Elsevier

NeuroImage

Volume 30, Issue 3, 15 April 2006, Pages 692-699
NeuroImage

High opiate receptor binding potential in the human lateral pain system

https://doi.org/10.1016/j.neuroimage.2005.10.033Get rights and content

Abstract

To determine how opiate receptor distribution is co-localized with the distribution of nociceptive areas in the human brain, eleven male healthy volunteers underwent one PET scan with the subtype-nonselective opioidergic radioligand [18F]fluoroethyl-diprenorphine under resting conditions. The binding potential (BP), a parameter for the regional cerebral opioid receptor availability, was computed using the occipital cortex as reference region. The following regions of interest (ROIs) were defined on individual MR images: thalamus, sensory motor strip (SI/MI area), frontal operculum, parietal operculum, anterior insular cortex, posterior insular cortex, anterior cingulate cortex (ACC; peri- and subgenual part of “classical ACC” only), midcingulate cortex (MCC, posterior part of “classical ACC”), putamen, caudate nucleus and the amygdala.

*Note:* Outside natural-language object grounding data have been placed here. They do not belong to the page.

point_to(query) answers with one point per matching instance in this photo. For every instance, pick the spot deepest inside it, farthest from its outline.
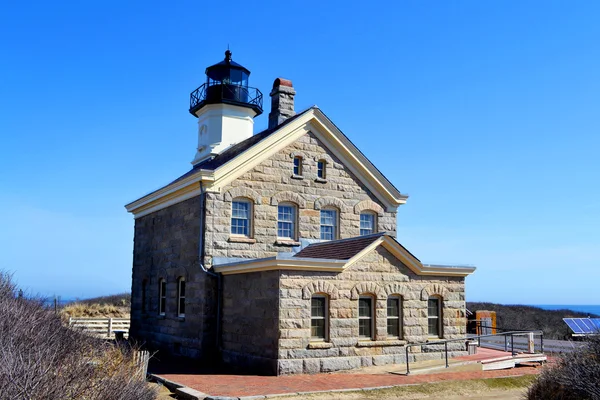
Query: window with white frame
(322, 169)
(368, 223)
(181, 297)
(394, 309)
(434, 316)
(241, 217)
(286, 221)
(319, 317)
(329, 224)
(365, 317)
(298, 165)
(162, 296)
(144, 294)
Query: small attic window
(322, 169)
(298, 165)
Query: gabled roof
(217, 172)
(338, 255)
(343, 249)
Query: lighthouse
(225, 106)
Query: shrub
(576, 375)
(40, 358)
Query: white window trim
(294, 222)
(162, 295)
(439, 318)
(372, 318)
(250, 218)
(374, 215)
(180, 297)
(399, 318)
(300, 166)
(325, 317)
(336, 230)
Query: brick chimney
(282, 102)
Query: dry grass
(95, 310)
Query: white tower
(225, 107)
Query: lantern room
(227, 83)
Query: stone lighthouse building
(277, 251)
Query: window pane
(433, 327)
(393, 327)
(328, 224)
(321, 169)
(240, 217)
(367, 224)
(364, 327)
(393, 309)
(364, 307)
(317, 307)
(317, 328)
(297, 165)
(433, 308)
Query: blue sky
(485, 113)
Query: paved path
(251, 385)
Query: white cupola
(225, 107)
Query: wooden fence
(101, 327)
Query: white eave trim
(274, 263)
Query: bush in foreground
(40, 358)
(576, 375)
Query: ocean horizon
(590, 309)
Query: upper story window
(241, 212)
(367, 223)
(298, 165)
(365, 317)
(162, 296)
(144, 294)
(394, 306)
(181, 297)
(434, 316)
(329, 224)
(322, 169)
(319, 317)
(286, 221)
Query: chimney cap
(282, 82)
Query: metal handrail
(255, 96)
(445, 343)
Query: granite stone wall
(250, 321)
(380, 275)
(272, 182)
(166, 245)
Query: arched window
(394, 311)
(368, 223)
(181, 297)
(162, 296)
(329, 224)
(434, 316)
(322, 169)
(241, 217)
(319, 317)
(298, 165)
(366, 317)
(286, 221)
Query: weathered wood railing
(102, 327)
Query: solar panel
(583, 326)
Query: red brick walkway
(248, 385)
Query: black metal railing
(218, 92)
(508, 343)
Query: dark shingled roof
(343, 249)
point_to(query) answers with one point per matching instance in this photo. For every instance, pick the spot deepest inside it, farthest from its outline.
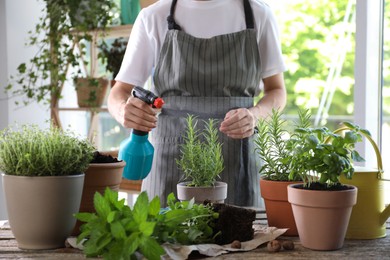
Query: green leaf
(151, 249)
(117, 230)
(85, 216)
(147, 228)
(111, 216)
(131, 244)
(102, 206)
(154, 206)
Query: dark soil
(103, 158)
(324, 186)
(234, 223)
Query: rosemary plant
(201, 154)
(272, 145)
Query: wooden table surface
(353, 249)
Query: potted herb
(201, 162)
(104, 171)
(43, 175)
(272, 147)
(43, 77)
(90, 18)
(322, 205)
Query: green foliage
(116, 231)
(310, 38)
(30, 151)
(320, 155)
(86, 15)
(272, 143)
(42, 77)
(201, 153)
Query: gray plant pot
(40, 209)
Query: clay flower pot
(321, 216)
(98, 177)
(277, 207)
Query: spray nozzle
(148, 97)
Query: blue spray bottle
(136, 150)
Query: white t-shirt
(202, 19)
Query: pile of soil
(234, 223)
(103, 158)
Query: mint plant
(117, 231)
(322, 156)
(201, 157)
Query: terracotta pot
(91, 91)
(98, 177)
(216, 194)
(321, 216)
(277, 207)
(41, 209)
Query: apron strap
(248, 15)
(172, 25)
(249, 20)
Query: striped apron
(206, 78)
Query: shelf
(93, 109)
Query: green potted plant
(43, 175)
(88, 19)
(272, 147)
(322, 205)
(201, 162)
(104, 171)
(42, 78)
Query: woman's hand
(129, 111)
(238, 123)
(138, 115)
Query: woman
(209, 59)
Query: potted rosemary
(201, 162)
(43, 176)
(272, 147)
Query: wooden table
(353, 249)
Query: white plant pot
(215, 194)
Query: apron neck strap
(172, 25)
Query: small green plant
(272, 145)
(117, 231)
(31, 151)
(319, 155)
(41, 79)
(201, 154)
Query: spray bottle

BP for [18F]fluoroethyl-diprenorphine was lowest in the sensory motor strip (0.30). Highest BP was found in thalamus (1.36), basal ganglia (putamen 1.22, caudate 1.16) and amygdala (1.21). In the cingulate cortex, ACC (1.11) had higher BP than MCC (0.86). In the operculo-insular region, we found high BPs in all ROIs: anterior insula (1.16), posterior insula (1.05), frontal operculum (0.99) and parietal operculum (0.77). Factor analysis of interindividual variability of opiate receptor BP revealed four factors (95% explained variance): (1) operculo-insular areas, ACC, MCC and putamen, (2) amygdala and thalamus, (3) caudate and thalamus, (4) SI/MI and MCC.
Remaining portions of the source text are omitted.